Hintze R E, Veltzke W, Adler A, Abou-Rebyeh H
Dept. of Internal Medicine and Gastroenterology, Virchow Clinic, Humboldt University of Berlin, Germany.
Endoscopy. 1997 Feb;29(2):74-8. doi: 10.1055/s-2007-1004078.
Some patients admitted for endoscopy present a gastrojejunostomy with a Billroth II anastomosis or Roux-en-Y reconstruction. The gastrointestinal reconstruction hampers endoscopic diagnosis and treatment of the biliary and pancreatic tract. The present paper describes a new procedure facilitating endoscopic retrograde cholangiopancreatography (ERCP) in patients who have undergone gastrojejunostomy.

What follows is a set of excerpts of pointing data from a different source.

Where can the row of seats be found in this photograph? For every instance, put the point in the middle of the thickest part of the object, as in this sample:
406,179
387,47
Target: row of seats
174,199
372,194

ERCP was attempted in 65 patients with gastrojejunostomy. A conventional side-viewing endoscope was advanced into the duodenal stump, and a modified catheter was pushed through the endoscope. The cutting wire of the modified catheter winds round the catheter at a pivotal point between the catheter's proximal and distal holes. This allows the catheter tip to be forced into an S-shape when the wire is pulled. Since the cutting wire can easily be adjusted to the papillary roof, safe and successful endoscopic sphincterotomy can be carried out.
We were able to advance the conventional side-viewing endoscope into the duodenal stump in 92% of the patients (n = 59) with Billroth II gastrojejunostomies, and in 33% of the patients (n = 6) with Roux-en-Y anastomoses. Whenever it was possible to reach the duodenal stump, cannulation and sphincterotomy of the papilla of Vater was successful. Ninety-six percent of the patients who underwent sphincterotomy (n = 54) immediately benefited from biliary decompression. One major complication occurred, with a patient suffering a retroperitoneal perforation during endoscopic sphincterotomy; the patient later died, despite three subsequent surgical operations.
In spite of previous gastrojejunostomy, most patients with Billroth II anastomoses (92%) and many patients with Roux-en-Y reconstructions (33%) can be treated endoscopically for biliary diseases. The use of a conventional side-viewing endoscope in conjunction with an S-shaped sphincterotome can be recommended. This allows safe and successful endoscopic treatment of all patients in whom endoscopic access to the papilla of Vater is possible.
一些因内镜检查入院的患者存在毕罗Ⅱ式吻合术或 Roux-en-Y 重建的胃空肠吻合情况。这种胃肠道重建妨碍了胆道和胰腺疾病的内镜诊断与治疗。本文描述了一种便于对接受胃空肠吻合术患者进行内镜逆行胰胆管造影(ERCP)的新方法。
对 65 例胃空肠吻合术患者尝试进行 ERCP。将传统侧视内镜推进至十二指肠残端,并将改良导管经内镜推送。改良导管的切割钢丝在导管近端孔和远端孔之间的枢轴点处环绕导管。当拉动钢丝时,可使导管尖端呈 S 形。由于切割钢丝可轻松调整至乳头顶部,因此能够安全且成功地进行内镜括约肌切开术。
在 92%(n = 59)的毕罗Ⅱ式胃空肠吻合术患者以及 33%(n = 6)的 Roux-en-Y 吻合术患者中,我们能够将传统侧视内镜推进至十二指肠残端。只要能够抵达十二指肠残端,对 Vater 乳头的插管和括约肌切开术就能成功。接受括约肌切开术的患者中,96%(n = 54)立即受益于胆道减压。发生了 1 例严重并发症,1 例患者在内镜括约肌切开术中出现腹膜后穿孔;尽管随后进行了 3 次手术,该患者最终还是死亡。
尽管此前进行过胃空肠吻合术,但大多数毕罗Ⅱ式吻合术患者(92%)以及许多 Roux-en-Y 重建患者(33%)可通过内镜治疗胆道疾病。推荐使用传统侧视内镜结合 S 形括约肌切开刀。这使得所有能够通过内镜进入 Vater 乳头的患者都能获得安全且成功的内镜治疗。